From Hell It Came

In the middle of the night while not sleeping, I heard it

snagging on the floorboards as it crept to my bed,

slinking on gold toes until, with the sound of fine unraveling,

it leapt up and landed in a black tangle on my breast

where it settled its foul haunches and sat leering in the dark,

exhaling the sour pickle smell of it’s fetid, fungal breath.

The Sockubus had come!

Bringer of nightmares of unmatched pairs of casual and dress

eternally inverted, mud-caked, sweat-stiff and grass-stained;

of shoe-chewed heals and unknit holes where toes should be;

of elastic snares and nylon pills and sliding shapeless cuffs,

and the telltale bulge of the renegade hidden inside a pajama leg.

He mocked me with bawdy visions of mateless socks reproducing

with sybaritic abandon, wantonly flinging themselves limp and

spent into the lint and cat hair repository beneath the bed.

“Lord save me!” I gasped, crushed by the weight of loose threads.

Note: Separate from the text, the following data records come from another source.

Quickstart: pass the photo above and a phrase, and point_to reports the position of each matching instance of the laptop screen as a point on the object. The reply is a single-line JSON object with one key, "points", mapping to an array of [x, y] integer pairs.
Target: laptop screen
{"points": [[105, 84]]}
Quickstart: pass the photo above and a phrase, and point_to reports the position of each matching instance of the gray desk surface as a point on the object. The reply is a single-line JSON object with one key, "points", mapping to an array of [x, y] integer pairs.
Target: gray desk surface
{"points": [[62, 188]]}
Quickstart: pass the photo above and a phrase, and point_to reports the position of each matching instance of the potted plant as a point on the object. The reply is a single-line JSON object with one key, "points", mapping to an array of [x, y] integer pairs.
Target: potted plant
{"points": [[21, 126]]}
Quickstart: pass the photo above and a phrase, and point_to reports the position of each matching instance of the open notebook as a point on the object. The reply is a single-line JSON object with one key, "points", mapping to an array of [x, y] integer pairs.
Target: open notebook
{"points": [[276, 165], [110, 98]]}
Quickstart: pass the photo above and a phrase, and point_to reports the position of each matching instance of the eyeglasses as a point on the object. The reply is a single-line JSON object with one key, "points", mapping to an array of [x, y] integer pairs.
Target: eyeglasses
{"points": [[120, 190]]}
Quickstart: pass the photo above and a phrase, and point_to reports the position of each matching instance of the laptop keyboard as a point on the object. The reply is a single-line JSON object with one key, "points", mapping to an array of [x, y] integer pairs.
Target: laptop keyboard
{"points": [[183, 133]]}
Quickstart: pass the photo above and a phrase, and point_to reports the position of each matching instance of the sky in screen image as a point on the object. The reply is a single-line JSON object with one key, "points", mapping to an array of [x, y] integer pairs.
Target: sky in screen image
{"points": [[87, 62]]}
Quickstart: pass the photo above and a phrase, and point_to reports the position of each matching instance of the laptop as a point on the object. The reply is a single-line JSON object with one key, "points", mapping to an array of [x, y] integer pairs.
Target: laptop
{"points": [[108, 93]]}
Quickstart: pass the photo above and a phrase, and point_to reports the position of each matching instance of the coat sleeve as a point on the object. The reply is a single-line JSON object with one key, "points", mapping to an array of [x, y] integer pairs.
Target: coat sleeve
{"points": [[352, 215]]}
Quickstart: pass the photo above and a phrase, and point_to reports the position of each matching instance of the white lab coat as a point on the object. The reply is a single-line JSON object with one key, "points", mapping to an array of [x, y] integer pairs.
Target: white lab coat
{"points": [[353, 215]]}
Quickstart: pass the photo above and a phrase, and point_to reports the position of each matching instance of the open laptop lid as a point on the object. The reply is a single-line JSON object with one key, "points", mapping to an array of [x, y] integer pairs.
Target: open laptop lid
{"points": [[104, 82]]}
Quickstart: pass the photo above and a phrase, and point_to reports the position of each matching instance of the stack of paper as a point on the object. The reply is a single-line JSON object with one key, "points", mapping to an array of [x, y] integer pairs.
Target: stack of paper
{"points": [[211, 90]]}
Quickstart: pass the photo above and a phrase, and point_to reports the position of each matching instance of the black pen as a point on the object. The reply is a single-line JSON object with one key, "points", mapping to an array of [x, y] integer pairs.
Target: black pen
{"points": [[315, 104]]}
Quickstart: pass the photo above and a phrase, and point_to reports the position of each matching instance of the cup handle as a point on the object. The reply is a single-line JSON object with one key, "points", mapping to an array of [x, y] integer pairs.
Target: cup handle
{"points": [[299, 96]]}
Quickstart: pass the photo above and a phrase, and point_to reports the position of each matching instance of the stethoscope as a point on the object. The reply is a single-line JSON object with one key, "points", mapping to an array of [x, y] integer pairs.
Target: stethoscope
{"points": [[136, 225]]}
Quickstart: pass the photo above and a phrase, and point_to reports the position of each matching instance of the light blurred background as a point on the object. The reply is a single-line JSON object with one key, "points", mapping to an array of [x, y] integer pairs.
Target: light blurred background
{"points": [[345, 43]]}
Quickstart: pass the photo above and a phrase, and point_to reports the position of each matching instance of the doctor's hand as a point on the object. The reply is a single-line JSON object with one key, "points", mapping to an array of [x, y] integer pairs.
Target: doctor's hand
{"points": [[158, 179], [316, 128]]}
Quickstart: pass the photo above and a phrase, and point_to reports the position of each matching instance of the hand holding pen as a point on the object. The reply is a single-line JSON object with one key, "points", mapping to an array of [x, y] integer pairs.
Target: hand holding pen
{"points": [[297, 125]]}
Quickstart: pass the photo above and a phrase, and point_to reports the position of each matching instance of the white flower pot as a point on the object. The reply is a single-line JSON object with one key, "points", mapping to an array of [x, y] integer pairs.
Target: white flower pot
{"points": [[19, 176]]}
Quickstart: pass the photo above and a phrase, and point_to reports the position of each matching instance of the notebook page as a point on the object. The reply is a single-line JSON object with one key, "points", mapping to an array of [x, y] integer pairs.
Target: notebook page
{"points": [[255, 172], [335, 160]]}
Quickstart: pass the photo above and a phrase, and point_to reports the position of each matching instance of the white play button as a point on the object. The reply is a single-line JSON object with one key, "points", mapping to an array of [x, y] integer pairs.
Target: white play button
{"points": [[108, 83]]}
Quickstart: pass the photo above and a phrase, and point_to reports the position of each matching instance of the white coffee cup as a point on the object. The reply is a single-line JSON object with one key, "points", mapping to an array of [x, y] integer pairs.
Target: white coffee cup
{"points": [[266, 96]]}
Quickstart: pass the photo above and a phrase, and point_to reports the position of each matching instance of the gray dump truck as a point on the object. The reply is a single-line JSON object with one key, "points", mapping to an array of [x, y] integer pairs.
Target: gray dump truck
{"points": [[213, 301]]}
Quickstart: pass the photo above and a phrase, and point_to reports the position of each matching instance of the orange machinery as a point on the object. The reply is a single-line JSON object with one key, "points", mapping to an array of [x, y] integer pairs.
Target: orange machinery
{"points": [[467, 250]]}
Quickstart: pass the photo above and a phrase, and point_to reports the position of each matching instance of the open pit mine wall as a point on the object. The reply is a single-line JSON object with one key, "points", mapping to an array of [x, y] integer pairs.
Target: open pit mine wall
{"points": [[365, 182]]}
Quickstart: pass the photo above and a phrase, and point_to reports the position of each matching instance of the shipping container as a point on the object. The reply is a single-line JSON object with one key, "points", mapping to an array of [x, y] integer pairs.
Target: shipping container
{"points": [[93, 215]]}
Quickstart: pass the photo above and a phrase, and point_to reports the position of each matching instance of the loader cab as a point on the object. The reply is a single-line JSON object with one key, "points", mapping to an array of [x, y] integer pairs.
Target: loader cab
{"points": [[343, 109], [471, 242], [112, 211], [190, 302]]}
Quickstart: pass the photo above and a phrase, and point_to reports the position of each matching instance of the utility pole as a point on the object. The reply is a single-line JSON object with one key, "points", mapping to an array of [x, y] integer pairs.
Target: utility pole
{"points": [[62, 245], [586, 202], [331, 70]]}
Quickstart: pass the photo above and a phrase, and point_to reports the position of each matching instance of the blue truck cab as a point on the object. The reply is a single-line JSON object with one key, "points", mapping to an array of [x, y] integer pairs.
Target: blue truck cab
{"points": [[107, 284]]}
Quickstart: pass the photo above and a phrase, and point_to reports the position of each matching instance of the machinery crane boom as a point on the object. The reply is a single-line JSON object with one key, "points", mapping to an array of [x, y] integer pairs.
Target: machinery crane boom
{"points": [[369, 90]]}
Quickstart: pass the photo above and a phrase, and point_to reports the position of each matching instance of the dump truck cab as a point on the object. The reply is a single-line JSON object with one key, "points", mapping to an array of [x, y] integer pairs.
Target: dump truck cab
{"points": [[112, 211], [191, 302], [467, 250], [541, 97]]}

“Fool!” the dark thing spat, cackling like the hellish rip of static cling,

“What help do you expect of a God who wore sandals?”

© Dana Hughes 1.16.15

One thought on “From Hell It Came

  1. A nightmarish vision, indeed! Hilarious. Found myself laughing all the way to the last line, whereupon I went, “Hmmm.” I love the vision of the sock orgy, though, complete with “sybaritic abandon,” foretold (if only appreciated in hindsight) by the “telltale bulge.” I’ve said before how much I appreciate the way you collide the mundane with the sublime, and you’ve succeeded in causing another collision.